Jüngste Entwicklungen in der Beschichtung mit Kohlenstoff zeigen sehr gute Reibungsreduzierung durch Schmierstoffe auf Pflanzenölbasis. Hinzukommen dank neuer Prozesse die Beschichtbarkeit von weichen, nicht leitenden Materialien, wie auch Polymeren und cellulosebasierten Werkstoffen.

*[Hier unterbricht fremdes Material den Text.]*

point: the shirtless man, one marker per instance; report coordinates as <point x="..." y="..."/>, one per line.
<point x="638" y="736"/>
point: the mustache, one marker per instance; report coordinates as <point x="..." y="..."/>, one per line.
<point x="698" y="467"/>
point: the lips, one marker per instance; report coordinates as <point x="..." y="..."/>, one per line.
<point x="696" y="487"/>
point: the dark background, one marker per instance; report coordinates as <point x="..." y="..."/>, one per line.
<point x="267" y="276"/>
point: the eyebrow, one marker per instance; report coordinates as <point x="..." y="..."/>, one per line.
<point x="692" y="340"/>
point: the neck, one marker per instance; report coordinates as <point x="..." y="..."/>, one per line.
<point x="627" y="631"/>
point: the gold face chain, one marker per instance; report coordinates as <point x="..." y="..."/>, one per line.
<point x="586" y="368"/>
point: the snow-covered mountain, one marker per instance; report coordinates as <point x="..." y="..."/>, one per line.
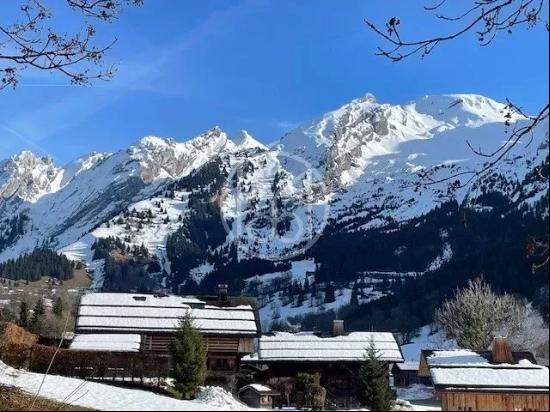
<point x="352" y="170"/>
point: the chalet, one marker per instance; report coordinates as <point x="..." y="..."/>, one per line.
<point x="336" y="358"/>
<point x="407" y="373"/>
<point x="258" y="396"/>
<point x="489" y="380"/>
<point x="124" y="322"/>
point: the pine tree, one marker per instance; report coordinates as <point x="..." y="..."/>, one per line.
<point x="58" y="307"/>
<point x="329" y="293"/>
<point x="375" y="392"/>
<point x="38" y="312"/>
<point x="23" y="314"/>
<point x="188" y="358"/>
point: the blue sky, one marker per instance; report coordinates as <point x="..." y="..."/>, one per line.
<point x="264" y="66"/>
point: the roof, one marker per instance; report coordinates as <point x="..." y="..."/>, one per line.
<point x="307" y="347"/>
<point x="260" y="389"/>
<point x="408" y="366"/>
<point x="107" y="342"/>
<point x="465" y="356"/>
<point x="465" y="369"/>
<point x="127" y="313"/>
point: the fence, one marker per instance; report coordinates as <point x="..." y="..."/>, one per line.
<point x="99" y="365"/>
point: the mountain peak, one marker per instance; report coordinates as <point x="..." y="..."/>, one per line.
<point x="28" y="177"/>
<point x="246" y="141"/>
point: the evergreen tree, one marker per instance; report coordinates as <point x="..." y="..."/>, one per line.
<point x="58" y="307"/>
<point x="38" y="313"/>
<point x="375" y="392"/>
<point x="23" y="314"/>
<point x="354" y="299"/>
<point x="188" y="358"/>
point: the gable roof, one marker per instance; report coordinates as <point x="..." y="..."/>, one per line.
<point x="107" y="342"/>
<point x="308" y="347"/>
<point x="138" y="313"/>
<point x="260" y="389"/>
<point x="465" y="356"/>
<point x="468" y="370"/>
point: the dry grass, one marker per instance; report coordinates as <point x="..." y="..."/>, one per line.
<point x="12" y="399"/>
<point x="14" y="337"/>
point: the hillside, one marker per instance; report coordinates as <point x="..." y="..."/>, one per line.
<point x="328" y="216"/>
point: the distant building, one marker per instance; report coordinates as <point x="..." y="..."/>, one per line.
<point x="336" y="358"/>
<point x="407" y="374"/>
<point x="147" y="323"/>
<point x="490" y="380"/>
<point x="258" y="396"/>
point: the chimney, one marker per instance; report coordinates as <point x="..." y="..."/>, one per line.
<point x="223" y="297"/>
<point x="502" y="353"/>
<point x="338" y="328"/>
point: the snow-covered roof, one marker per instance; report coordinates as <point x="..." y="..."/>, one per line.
<point x="126" y="313"/>
<point x="137" y="300"/>
<point x="468" y="369"/>
<point x="455" y="357"/>
<point x="302" y="347"/>
<point x="408" y="366"/>
<point x="261" y="389"/>
<point x="107" y="342"/>
<point x="509" y="377"/>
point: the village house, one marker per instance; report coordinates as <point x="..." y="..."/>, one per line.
<point x="129" y="322"/>
<point x="336" y="358"/>
<point x="256" y="395"/>
<point x="485" y="381"/>
<point x="407" y="374"/>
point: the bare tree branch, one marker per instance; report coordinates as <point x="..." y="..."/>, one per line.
<point x="32" y="44"/>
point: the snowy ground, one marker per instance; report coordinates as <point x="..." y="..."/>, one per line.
<point x="104" y="397"/>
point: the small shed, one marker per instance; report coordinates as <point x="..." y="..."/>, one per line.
<point x="472" y="381"/>
<point x="406" y="374"/>
<point x="256" y="395"/>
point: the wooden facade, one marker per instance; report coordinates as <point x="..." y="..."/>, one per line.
<point x="498" y="380"/>
<point x="257" y="398"/>
<point x="403" y="377"/>
<point x="228" y="325"/>
<point x="471" y="400"/>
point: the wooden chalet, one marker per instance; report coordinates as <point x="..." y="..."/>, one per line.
<point x="128" y="322"/>
<point x="485" y="381"/>
<point x="336" y="358"/>
<point x="258" y="396"/>
<point x="407" y="373"/>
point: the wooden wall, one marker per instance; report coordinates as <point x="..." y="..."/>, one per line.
<point x="224" y="344"/>
<point x="492" y="401"/>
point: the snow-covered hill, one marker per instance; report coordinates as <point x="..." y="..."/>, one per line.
<point x="353" y="169"/>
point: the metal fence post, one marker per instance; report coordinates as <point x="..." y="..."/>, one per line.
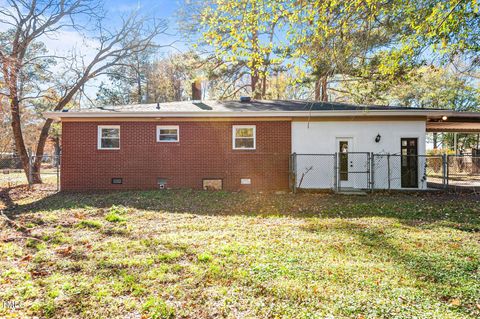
<point x="372" y="165"/>
<point x="335" y="173"/>
<point x="30" y="169"/>
<point x="388" y="171"/>
<point x="446" y="169"/>
<point x="294" y="172"/>
<point x="57" y="164"/>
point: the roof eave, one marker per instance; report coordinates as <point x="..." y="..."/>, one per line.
<point x="59" y="115"/>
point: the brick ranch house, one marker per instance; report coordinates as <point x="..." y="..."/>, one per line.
<point x="234" y="145"/>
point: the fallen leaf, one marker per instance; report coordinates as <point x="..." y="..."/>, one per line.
<point x="64" y="251"/>
<point x="455" y="302"/>
<point x="26" y="258"/>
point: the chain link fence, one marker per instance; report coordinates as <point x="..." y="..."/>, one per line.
<point x="12" y="173"/>
<point x="368" y="171"/>
<point x="463" y="170"/>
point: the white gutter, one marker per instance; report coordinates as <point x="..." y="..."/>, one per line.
<point x="414" y="112"/>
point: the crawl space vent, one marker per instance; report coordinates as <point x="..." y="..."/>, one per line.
<point x="162" y="183"/>
<point x="212" y="184"/>
<point x="117" y="180"/>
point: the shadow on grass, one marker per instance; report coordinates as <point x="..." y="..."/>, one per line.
<point x="458" y="211"/>
<point x="444" y="274"/>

Das Vorhaben „BioSlide“ am Fraunhofer-Institut für Werkstoff- und Strahltechnik (IWS) beabsichtigt mit rund 3,3 Mio. Euro Fördersumme biobasierte und reibungsreduzierende Gleitsysteme am Beispiel des Gleitlagers zu entwickeln und ganzheitlich über eine Lebenszyklusanalyse zu bewerten. Projektleiter Stefan Makowski verfolgt das Ziel, Synergien zwischen biobasierten Schmierstoffen sowie biobasierten und beschichteten Konstruktionswerkstoffen aufzuzeigen und dabei vollständig kreislauffähige Maschinenelemente mit sehr niedriger Reibung zu entwickeln. Dafür will das Team um Makowski die Wirkmechanismen für Verschleiß und niedrige Reibung inklusive Supraschmierung aufklären.